All writing, fictional or non-fictional, casual or professional, for friends or teachers, goes through some form of editing. No quality writing is written in one session, and then immediately presented to the public. My skills with editing and drafting in my own creative writing definitely helped to support me in this class while exploiting the different learning objectives such as “Enhance strategies for reading, drafting, revising, editing, and self-assessment”. Each of our assignments began with a draft along with a peer review. The draft was the foundation of my ideas and I got feedback from my classmates that helped improve them. It is similar to workshops I was doing in my creative writing classes where we would bring in drafted work and read it aloud to receive feedback before formally turning it in. Without that step of the process, there will always be the possibility that my work is missing something it needs. I’ve learned how important revision is in writing essays with each assignment I have done in Writing for the Sciences. This is because during each peer review, something that I didn’t notice was brought to my attention and it made my work better each time. I also had the opportunity to bring improvements to other people’s work as I revised theirs. 

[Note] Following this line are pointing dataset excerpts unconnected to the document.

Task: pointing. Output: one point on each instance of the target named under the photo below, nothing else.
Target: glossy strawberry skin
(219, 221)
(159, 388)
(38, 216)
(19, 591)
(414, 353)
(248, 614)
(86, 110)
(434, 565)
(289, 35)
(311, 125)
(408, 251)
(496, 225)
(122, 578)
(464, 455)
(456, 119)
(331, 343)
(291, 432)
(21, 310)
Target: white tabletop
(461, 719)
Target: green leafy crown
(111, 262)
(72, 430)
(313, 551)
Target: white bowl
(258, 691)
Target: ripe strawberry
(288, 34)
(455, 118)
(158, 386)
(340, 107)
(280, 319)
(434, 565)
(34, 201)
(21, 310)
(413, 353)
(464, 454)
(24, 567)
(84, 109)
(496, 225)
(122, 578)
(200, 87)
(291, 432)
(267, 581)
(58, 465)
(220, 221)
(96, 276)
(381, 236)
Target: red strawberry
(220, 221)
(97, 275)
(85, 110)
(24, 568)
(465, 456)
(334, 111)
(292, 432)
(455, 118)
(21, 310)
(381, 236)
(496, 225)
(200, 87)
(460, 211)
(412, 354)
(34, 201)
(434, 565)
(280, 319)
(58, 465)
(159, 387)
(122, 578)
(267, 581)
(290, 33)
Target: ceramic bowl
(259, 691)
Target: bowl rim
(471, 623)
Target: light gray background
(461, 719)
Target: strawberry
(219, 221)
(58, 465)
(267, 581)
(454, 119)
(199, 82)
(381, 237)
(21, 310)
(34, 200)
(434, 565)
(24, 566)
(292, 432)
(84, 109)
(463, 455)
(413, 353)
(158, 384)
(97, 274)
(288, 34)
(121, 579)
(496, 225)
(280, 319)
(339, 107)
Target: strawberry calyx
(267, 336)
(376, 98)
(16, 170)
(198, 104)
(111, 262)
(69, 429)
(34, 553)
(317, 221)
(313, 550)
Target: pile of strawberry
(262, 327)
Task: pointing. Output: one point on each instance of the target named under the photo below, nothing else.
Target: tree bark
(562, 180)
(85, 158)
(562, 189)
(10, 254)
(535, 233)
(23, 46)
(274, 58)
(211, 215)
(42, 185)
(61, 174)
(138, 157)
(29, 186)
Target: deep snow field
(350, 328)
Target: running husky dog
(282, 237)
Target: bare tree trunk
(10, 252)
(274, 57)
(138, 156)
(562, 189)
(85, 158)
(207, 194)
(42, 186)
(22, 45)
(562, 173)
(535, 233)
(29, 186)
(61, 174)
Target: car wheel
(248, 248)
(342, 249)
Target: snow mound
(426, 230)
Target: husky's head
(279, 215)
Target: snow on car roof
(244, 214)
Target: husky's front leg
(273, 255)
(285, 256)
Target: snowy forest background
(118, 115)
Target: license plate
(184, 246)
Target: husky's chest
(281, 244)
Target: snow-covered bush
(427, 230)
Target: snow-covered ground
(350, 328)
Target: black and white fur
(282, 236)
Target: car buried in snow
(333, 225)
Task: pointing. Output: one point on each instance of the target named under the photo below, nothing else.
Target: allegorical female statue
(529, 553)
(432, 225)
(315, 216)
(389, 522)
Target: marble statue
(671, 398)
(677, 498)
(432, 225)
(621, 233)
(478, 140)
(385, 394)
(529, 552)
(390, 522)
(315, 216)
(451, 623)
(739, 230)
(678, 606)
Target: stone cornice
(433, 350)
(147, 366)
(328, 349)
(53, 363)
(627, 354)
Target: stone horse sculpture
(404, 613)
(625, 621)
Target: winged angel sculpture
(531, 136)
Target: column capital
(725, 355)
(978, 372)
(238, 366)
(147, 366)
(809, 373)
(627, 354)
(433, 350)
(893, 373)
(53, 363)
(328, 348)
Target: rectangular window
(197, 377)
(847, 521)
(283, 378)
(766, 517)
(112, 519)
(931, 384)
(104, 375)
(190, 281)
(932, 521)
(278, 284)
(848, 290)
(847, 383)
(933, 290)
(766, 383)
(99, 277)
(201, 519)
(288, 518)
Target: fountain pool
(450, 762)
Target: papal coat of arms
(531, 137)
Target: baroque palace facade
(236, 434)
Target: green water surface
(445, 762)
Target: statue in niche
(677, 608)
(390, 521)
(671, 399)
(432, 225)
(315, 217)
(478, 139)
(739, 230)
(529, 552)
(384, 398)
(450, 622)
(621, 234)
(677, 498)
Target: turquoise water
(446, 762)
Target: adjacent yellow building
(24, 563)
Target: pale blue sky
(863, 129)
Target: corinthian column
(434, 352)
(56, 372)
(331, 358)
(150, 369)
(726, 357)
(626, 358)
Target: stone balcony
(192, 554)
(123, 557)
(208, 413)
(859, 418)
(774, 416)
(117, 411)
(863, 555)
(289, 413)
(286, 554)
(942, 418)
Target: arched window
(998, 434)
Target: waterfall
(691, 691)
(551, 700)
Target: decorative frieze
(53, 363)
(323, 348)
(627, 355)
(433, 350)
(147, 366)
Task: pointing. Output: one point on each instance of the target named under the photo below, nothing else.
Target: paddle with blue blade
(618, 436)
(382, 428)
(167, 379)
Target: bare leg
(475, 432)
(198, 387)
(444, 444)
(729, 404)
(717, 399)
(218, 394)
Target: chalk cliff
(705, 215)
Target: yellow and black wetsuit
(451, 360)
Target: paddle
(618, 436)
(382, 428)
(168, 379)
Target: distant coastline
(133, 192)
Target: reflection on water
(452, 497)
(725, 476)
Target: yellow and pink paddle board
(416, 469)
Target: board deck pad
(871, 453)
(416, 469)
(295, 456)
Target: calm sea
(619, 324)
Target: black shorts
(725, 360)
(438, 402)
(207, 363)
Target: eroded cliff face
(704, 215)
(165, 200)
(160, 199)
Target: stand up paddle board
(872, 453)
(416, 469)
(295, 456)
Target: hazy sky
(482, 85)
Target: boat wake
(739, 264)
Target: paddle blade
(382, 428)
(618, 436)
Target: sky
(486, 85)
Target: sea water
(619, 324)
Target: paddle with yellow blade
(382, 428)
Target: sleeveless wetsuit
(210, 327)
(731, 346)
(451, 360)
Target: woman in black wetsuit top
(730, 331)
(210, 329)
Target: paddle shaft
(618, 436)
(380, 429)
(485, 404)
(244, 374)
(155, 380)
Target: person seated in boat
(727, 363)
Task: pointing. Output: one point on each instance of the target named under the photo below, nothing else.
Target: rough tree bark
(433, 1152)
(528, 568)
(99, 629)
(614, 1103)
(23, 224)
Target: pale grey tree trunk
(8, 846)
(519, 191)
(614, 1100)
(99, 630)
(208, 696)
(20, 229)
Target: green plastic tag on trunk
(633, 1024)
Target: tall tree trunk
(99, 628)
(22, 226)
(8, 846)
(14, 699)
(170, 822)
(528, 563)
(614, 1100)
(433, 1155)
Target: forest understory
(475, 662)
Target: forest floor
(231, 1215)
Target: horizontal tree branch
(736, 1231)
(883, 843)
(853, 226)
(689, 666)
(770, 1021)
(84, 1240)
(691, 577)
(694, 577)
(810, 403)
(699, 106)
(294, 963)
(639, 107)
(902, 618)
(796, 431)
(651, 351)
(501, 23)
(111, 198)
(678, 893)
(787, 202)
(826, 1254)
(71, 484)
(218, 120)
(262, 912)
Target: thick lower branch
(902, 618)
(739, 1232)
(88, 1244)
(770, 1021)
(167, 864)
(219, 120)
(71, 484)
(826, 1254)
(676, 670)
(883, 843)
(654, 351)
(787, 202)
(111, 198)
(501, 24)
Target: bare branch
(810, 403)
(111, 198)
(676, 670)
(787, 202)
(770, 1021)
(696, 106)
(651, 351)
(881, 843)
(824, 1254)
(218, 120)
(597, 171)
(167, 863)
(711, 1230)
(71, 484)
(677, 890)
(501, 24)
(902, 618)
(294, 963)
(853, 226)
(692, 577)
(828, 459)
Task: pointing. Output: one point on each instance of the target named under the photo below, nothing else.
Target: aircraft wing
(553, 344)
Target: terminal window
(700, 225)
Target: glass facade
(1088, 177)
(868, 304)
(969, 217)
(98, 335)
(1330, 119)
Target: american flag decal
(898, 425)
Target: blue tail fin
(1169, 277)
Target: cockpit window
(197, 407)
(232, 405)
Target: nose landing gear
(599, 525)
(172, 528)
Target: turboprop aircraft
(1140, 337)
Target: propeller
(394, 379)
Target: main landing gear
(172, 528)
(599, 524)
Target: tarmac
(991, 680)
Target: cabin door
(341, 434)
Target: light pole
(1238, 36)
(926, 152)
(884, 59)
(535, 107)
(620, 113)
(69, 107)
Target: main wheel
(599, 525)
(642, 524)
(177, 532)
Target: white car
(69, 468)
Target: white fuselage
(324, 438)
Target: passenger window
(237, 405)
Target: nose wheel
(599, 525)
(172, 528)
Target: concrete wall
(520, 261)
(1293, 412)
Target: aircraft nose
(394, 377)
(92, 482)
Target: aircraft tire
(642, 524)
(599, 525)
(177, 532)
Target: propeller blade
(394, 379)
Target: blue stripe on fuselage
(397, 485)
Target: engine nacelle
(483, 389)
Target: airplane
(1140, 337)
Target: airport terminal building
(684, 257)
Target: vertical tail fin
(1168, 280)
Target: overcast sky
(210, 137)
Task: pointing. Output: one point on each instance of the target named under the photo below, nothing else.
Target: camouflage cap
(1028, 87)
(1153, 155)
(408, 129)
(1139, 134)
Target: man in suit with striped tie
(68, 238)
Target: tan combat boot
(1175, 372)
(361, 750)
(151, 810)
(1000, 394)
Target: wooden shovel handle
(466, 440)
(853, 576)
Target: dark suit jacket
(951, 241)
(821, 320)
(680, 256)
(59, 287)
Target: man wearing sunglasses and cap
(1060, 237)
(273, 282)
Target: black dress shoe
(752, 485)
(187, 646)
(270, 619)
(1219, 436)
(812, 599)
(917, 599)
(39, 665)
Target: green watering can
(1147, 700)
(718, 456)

Something else I have become more aware of is the presence of genre and audience in non-fictional writing. When writing creatively, it is often stressed that you need to know who you are writing for and why. It completely shapes the work you create. The majority of our assignments this semester were “public facing” which means I had to opportunity to work on the writing objective of “negotiating your own writing goals and audience expectations regarding conventions of genre, medium, and rhetorical situation” This is because I had to develop an understanding that even in essays, my writing style will often be one of the most important things. This became obvious to me when writing my Rhetorical Analysis, both in my search for a piece of media and in my essay itself. The theme of that assignment was advertisements, pieces of media fully based on public perception. Every second of every advertisement must take its audience and purpose into account because if not, the risk of being misunderstood, or worse, ignored is present. Advertisement designers are thinking about who’s going to see this, why are they going to continue watching and how are they going to react to this. For a rhetorical analysis, I had to find something I had a strong reaction to, and then go into an in-depth explanation of why I had that reaction which required me to understand audience, genre, and medium.

With each assignment, I have learned to appreciate non-fictional writing more, along with appreciate my foundation of creative writing knowledge. There are similarities that I didn’t know were present and now I am beginning to think of writing as a whole, rather than separating it into fiction vs nonfiction. Even if I enjoy one more than the other, each of them deserves and requires the same level of attention and care to their respective aspects.